Tuesday, September 9, 2008

Bengali language


Bengali or Bangla (IPA: [ˈbaŋla] (help·info) বাংলা) is an Indo-Aryan language of the eastern Indian subcontinent, evolved from the Magadhi Prakrit and Sanskrit languages.

Bengali is native to the region of eastern South Asia known as Bengal, which comprises present day Bangladesh and the Indian state of West Bengal and Assam mostly in the districts of Cachar, Karimganj, Hailakandi, Dhubri, Goalpara and Nogaon. With nearly 230 million total speakers, Bengali is one of the most spoken languages (ranking fifth or sixth the world). Bengali is the primary language spoken in Bangladesh and is the second most spoken language in India. Along with Assamese, it is geographically the most eastern of the Indo-Iranian languages.

With its long and rich literary tradition, Bengali serves to bind together a culturally diverse region. In 1952, when Bangladesh used to be East Pakistan, this strong sense of identity led to the Bengali Language Movement, in which several people braved bullets and died on February 21. This day has now been declared as the International Mother Language Day.

History

Like other Eastern Indo-Aryan languages, Bengali arose from the eastern Middle Indic languages of the Indian subcontinent. Magadhi Prakrit and Maithili, the earliest recorded spoken language in the region and the language of the Buddha, had evolved into Ardhamagadhi ("Half Magadhi") in the early part of the first millennium CE. Ardhamagadhi, as with all of the Prakrits of North India, began to give way to what are called Apabhramsa languages just before the turn of the first millennium.[8] The local Apabhramsa language of the eastern subcontinent, Purvi Apabhramsa or Apabhramsa Abahatta, eventually evolved into regional dialects, which in turn formed three groups: the Bihari languages, the Oriya languages, and the Bengali-Assamese languages. Some argue for much earlier points of divergence—going back to even 500but the language was not static; different varieties coexisted and authors often wrote in multiple dialects. For example, Magadhi Prakrit is believed to have evolved into Apabhramsa Abahatta around the 6th century which competed with Bengali for a period of time.

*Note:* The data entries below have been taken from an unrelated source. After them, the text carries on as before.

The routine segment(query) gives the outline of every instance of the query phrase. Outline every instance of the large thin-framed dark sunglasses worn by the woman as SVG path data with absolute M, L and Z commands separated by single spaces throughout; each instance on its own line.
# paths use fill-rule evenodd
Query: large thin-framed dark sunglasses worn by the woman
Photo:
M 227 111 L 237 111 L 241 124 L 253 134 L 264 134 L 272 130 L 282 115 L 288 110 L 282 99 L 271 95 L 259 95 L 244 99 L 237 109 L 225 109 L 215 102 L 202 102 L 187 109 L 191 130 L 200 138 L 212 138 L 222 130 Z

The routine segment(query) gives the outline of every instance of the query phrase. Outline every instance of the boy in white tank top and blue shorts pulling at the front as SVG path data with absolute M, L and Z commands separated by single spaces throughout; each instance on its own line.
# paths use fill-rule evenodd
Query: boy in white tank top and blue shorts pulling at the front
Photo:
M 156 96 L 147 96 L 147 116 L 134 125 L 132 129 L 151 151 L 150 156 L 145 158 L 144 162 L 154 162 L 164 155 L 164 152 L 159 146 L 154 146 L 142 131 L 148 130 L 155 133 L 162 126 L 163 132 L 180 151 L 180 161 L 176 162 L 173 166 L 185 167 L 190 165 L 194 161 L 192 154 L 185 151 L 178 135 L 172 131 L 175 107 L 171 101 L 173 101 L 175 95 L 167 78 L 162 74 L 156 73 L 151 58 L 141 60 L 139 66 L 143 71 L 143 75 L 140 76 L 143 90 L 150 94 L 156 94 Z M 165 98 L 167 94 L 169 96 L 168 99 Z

Usually three periods are identified in the history of Bengali:

1. Old Bengali (900/1000–1400)—texts include Charyapada, devotional songs; emergence of pronouns Ami, tumi, etc; verb inflections -ila, -iba, etc. Oriya and Assamese branch out in this period.
2. Middle Bengali (1400–1800)—major texts of the period include Chandidas's Srikrishnakirtan; elision of word-final ô sound; spread of compound verbs; Persian influence. Some scholars further divide this period into early and late middle periods.
3. New Bengali (since 1800)—shortening of verbs and pronouns, among other changes (e.g. tahar → tar "his"/"her"; koriyachhilô → korechhilo he/she had done).

Historically closer to Pali, Bengali saw an increase in Sanskrit influence during the Middle Bengali (Chaitanya era), and also during the Bengal Renaissance. Of the modern Indo-European languages in South Asia, Bengali and Marathi maintain a largely Sanskrit vocabulary base while Hindi and others such as Punjabi are more influenced by Arabic and Persian.

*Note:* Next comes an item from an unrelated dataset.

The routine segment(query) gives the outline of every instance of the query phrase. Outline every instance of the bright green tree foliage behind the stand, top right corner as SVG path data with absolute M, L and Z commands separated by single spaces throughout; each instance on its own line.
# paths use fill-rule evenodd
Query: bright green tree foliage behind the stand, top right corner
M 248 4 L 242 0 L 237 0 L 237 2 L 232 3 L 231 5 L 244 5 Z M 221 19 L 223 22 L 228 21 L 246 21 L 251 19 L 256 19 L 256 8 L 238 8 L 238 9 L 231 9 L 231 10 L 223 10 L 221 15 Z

Until the 18th century, there was no attempt to document the grammar for Bengali. The first written Bengali dictionary/grammar, Vocabolario em idioma Bengalla, e Portuguez dividido em duas partes, was written by the Portuguese missionary Manoel da Assumpcam between 1734 and 1742 while he was serving in Bhawal. Nathaniel Brassey Halhed, a British grammarian, wrote a modern Bengali grammar (A Grammar of the Bengal Language (1778)) that used Bengali types in print for the first time.Raja Ram Mohan Roy, the great Bengali reformer, also wrote a "Grammar of the Bengali Language" (1832).

During this period, the Choltibhasha form, using simplified inflections and other changes, was emerging from Shadhubhasha (older form) as the form of choice for written Bengali.

Bengali was the focus, in 1951–52, of the Bengali Language Movement (Bhasha Andolon) in what was then East Pakistan (now Bangladesh). Although Bengali speakers were more numerous in the population of Pakistan, Urdu was legislated as the sole national language. On February 21, 1952, protesting students and activists walked into military and police fire in Dhaka University and three young students and several others were killed. Later in 1999, UNESCO decided to celebrate every 21 February as International Mother Language Day in recognition of the deaths of the three students. In a separate event in May 1961, police in Silchar, India, killed eleven people who were protesting legislation that mandated the use of the Assamese language.